The majority of VNC software operates by periodically taking screenshots and delivering them back to the client, however Windows does not render any GUI elements to inactive desktops.

The VNC server would need to call EnumDesktopWindows to retrieve a list of the windows currently running on the hidden desktop, then call PrintWindow on each window to write it to a bitmap in reverse Z-Order . This would prevent one from simply taking screenshots of the hidden desktop.

The server is essentially just simulating the screenshot feature by converting each window to a bitmap in the opposite direction of how it appears on the screen.

Sadly, some programmes improperly handle WM PRINT or WM PRINTCLIENT messages, and as a result, all or a portion of the programme will appear as a white rectangle.

The VNC server would need to implement WM PRINT and WM PRINTCLIENT messages on behalf of the application in order to fix issue, making sure that it paints all visible items to the buffer.

This can be accomplished by either leveraging cross-process subclassing to enable the VNC server to handle window messages intended for the target programme from within the VNC process or by injecting code into all processes and hooking specific user32.dll routines.

The connection between hVNC and Fraudster

Remote VNC access is not always malicious. It is employed as a reliable remote assistance tool in numerous settings. VNC is frequently included in financial malware to get around fraud safeguards. A transaction has a higher chance of success if it comes from a recognised user device.

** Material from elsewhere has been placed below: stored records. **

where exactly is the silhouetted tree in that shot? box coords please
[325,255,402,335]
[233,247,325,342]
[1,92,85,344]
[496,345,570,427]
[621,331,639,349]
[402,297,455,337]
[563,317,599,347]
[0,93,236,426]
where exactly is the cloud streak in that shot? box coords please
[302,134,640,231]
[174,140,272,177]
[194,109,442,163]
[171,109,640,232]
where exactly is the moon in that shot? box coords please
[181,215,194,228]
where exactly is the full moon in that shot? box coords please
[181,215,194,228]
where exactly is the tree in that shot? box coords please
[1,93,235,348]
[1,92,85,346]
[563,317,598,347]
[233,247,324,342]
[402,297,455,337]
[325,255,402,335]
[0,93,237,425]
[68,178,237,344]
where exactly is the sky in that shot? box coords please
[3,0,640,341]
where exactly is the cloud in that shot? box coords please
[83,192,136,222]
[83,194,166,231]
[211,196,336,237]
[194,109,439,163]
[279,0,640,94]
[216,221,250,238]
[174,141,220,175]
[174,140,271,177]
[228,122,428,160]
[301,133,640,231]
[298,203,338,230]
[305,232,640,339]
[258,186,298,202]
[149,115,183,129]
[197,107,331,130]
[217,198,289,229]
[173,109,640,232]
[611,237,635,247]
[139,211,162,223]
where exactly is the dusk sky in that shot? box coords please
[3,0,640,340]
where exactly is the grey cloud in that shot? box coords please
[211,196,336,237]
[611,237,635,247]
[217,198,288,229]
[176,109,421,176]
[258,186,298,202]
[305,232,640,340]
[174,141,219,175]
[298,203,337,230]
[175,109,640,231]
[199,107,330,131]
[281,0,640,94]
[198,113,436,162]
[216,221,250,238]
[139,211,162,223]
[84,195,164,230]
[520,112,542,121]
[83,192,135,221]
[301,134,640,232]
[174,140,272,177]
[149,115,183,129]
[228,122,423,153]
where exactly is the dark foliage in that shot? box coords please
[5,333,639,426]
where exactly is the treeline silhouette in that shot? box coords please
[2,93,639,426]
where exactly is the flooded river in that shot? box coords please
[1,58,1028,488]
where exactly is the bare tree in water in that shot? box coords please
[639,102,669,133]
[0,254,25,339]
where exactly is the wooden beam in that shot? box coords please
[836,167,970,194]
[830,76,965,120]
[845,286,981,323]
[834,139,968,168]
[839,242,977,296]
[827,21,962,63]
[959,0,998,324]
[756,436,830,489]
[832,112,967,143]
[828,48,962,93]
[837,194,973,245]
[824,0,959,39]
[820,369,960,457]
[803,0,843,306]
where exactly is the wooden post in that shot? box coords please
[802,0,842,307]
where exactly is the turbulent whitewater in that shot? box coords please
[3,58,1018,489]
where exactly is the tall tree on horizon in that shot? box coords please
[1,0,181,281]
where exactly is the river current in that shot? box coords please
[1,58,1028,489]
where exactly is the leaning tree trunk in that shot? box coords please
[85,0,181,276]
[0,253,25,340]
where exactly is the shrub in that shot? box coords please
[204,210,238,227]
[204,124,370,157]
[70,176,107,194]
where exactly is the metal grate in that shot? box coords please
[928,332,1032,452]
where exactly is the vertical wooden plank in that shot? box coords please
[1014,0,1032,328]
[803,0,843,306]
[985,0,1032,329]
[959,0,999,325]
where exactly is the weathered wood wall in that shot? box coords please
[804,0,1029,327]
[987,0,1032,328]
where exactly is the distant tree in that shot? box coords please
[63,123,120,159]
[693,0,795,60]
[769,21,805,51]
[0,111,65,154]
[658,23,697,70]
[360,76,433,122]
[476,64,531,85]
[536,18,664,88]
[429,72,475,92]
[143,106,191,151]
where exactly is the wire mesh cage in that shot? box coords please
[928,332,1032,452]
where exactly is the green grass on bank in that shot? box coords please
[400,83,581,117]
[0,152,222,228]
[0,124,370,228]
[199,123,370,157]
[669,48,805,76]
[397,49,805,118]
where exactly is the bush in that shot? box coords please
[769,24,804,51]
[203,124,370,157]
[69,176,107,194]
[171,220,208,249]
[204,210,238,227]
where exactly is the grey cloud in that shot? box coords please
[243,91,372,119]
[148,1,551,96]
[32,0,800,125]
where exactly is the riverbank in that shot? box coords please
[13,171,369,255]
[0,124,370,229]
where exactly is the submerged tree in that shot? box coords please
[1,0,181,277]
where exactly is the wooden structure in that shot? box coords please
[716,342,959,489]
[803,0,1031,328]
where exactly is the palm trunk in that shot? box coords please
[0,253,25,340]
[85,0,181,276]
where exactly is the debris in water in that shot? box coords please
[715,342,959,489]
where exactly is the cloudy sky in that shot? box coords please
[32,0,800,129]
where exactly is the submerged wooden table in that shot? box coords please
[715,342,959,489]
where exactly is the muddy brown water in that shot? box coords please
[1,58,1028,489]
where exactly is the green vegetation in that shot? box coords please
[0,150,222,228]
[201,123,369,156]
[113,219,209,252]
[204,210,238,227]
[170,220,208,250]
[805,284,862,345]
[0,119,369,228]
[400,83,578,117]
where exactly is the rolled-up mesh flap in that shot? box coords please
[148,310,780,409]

 To solve their issue with VNC, cybercriminals created Hidden VNC. An attacker can open a hidden instance in the form of a virtual desktop and control it covertly behind the scenes instead of taking over the victim’s desktop, even as the unwary victim keeps using the computer.

The hVNC creates a fresh Windows desktop to erase any evidence of remote control of the endpoint. Because this virtual desktop has a separate explorer.exe process, victims are unable to see any processes that have been opened on the new desktop.

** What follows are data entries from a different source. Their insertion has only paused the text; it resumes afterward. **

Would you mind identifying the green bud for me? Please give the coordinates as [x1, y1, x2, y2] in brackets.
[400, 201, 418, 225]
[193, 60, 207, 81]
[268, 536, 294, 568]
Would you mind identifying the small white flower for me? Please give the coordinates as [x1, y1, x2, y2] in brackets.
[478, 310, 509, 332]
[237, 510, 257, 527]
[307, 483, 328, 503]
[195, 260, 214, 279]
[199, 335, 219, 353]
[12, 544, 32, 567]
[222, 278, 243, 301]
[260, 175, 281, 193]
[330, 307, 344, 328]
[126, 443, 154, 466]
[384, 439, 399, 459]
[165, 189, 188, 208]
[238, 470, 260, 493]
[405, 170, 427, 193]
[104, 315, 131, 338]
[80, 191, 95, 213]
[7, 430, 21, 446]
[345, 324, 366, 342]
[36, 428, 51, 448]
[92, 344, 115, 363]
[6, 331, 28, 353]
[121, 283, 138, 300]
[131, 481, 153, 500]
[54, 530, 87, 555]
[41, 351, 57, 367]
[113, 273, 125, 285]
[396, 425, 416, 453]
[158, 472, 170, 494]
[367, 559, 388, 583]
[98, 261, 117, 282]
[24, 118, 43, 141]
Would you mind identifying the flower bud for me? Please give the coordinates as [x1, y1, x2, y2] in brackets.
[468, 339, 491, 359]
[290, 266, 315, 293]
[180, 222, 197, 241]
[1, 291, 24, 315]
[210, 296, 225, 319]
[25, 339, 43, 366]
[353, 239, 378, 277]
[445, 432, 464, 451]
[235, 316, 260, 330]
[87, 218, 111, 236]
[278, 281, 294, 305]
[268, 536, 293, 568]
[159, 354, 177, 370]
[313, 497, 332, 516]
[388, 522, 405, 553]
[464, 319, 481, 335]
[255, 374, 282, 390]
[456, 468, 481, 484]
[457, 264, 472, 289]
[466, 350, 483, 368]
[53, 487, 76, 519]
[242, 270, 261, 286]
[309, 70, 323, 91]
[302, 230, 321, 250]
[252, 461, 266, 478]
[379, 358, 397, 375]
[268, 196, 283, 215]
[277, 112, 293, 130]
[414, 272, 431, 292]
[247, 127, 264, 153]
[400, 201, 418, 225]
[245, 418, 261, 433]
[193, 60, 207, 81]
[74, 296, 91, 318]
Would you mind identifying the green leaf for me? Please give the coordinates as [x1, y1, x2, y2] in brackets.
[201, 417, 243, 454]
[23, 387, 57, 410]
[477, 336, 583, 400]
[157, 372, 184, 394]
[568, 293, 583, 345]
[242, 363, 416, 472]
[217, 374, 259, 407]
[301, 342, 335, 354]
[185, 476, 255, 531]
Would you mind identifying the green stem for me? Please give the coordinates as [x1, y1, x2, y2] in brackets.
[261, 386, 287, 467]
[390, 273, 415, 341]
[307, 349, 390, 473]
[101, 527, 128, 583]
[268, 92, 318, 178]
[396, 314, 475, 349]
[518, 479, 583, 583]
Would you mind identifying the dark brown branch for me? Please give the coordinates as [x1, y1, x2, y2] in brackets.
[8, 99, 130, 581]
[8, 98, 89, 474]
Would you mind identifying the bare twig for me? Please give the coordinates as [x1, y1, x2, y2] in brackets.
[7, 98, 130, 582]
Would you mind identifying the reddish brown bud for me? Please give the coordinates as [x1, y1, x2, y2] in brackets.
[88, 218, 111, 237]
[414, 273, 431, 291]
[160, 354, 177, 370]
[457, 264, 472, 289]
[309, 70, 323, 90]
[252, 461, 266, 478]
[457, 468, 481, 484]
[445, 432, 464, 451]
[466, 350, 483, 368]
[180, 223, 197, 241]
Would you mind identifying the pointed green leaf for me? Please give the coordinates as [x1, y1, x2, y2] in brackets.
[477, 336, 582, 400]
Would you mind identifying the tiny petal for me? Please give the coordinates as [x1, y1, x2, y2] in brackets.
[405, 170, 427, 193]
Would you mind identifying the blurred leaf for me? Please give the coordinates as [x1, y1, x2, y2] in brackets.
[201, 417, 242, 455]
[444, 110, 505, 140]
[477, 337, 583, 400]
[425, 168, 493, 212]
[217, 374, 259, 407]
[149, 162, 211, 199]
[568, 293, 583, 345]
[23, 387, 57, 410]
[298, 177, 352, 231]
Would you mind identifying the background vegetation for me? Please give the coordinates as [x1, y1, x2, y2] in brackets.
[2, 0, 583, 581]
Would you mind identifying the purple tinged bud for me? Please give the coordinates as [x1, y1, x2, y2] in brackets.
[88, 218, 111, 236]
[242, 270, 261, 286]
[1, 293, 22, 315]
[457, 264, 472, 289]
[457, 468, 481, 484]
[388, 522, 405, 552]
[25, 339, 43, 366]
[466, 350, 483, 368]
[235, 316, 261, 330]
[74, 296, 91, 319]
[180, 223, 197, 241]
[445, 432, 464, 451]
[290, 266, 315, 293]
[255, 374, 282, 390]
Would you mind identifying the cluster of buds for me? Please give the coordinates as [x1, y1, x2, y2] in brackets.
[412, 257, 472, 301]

The victim’s only view throughout a session is of their desktop. The victim’s screen is hidden from the attacker, who can only access and control his or her own version of the desktop.


One of the main characteristics of financial malware is hidden VNC. Even though it is not brand-new, internet banking fraud uses it frequently still today. In both the presence and absence of actual malware on the victim’s endpoint, cybercriminals exploit remote control in a number of fraud situations.

The user’s screen as well as browser information is recorded by Hidden VNC. It can result in numerous malicious actions taken by the attacker.

It might steal every piece of information you’ve saved in your browser, which could have major consequences that compromise your privacy in addition to causing financial losses.

Be careful when storing credit card or account information on your system. your system can smell like data to someone else.